Two Bills Easing Regulation on Small Advice Firms Will Have to Wait Until 2019
With the lame-duck session of Congress coming to a close, two bills making life easier for small broker-dealers and investment advisors will have to wait until next year, according to news reports.
The Small Business Audit Correction Act is aimed at making audits less expensive for certain broker-dealers by easing requirements on them, InvestmentNews writes.
It would apply to small firms that don’t custody funds, according to the publication. The bill won approval of the House Financial Services Committee earlier this year but didn’t get a full House vote nor consideration by the Senate Banking Committee, InvestmentNews writes.

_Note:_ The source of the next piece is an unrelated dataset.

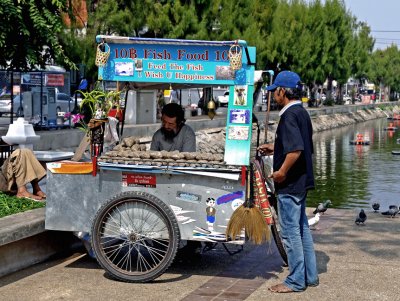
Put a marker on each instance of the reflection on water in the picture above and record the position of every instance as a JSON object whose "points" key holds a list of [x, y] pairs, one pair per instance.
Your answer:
{"points": [[357, 175]]}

“We were so close," Paige Pierce, senior vice president of Larimer Capital Corp. who’s been leading the push for the bill’s passage, tells the publication. "We just ran out of runway."

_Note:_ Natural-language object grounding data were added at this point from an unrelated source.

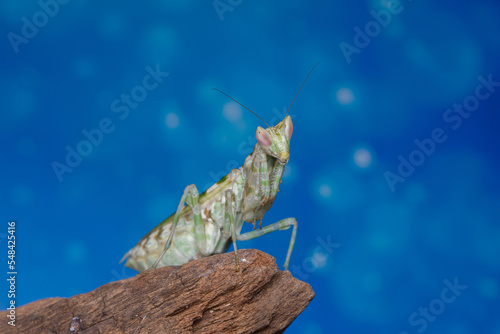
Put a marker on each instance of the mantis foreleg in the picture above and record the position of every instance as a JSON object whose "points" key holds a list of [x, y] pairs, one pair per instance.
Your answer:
{"points": [[281, 225]]}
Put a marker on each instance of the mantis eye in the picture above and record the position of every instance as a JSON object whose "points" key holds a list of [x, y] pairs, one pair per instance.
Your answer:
{"points": [[263, 137], [288, 127]]}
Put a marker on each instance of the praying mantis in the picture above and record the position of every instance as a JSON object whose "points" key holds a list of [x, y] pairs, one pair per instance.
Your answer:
{"points": [[211, 221]]}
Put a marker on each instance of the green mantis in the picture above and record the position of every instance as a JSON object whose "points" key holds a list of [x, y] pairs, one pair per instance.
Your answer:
{"points": [[211, 221]]}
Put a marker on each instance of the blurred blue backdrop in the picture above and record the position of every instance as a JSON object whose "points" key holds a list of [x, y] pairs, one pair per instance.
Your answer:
{"points": [[393, 175]]}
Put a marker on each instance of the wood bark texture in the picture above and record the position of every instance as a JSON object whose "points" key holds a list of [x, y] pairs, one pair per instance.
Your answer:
{"points": [[202, 296]]}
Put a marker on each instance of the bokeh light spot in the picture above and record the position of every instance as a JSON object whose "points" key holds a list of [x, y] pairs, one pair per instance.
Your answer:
{"points": [[172, 120], [362, 158], [345, 96]]}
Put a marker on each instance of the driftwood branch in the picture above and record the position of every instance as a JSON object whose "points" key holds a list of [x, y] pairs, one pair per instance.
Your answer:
{"points": [[202, 296]]}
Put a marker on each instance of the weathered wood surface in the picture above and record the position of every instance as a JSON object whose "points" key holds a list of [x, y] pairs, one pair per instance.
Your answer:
{"points": [[202, 296]]}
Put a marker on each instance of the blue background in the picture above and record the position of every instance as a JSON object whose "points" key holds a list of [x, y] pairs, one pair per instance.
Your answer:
{"points": [[393, 248]]}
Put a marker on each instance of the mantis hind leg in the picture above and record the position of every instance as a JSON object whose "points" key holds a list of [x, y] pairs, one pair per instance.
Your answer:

Meanwhile, the Investment Adviser Regulatory Flexibility Improvement Act would force the SEC to redefine “small business” — in a way that would have included more small investment advisory firms — when assessing how its regulations affect the industry, InvestmentNews writes.
The Jobs Act 3.0, a broader proposal that included the regulatory flexibility act, managed to get approval in the House, but the Senate failed to act on it, according to the publication.
"From the get-go, it had very strong backing from both sides of the aisle," Neil Simon, vice president for government relations at the Investment Adviser Association, tells InvestmentNews. "We are hopeful it will be reintroduced and are preparing to advocate for its passage in the [next] Congress."
Pierce, meanwhile, also tells the publication she’s optimistic about the chances of the audit bill following her talks with House Democratic offices.
"They believe all the work we did this year positions us well for the next Congress," she said. "That makes me feel good."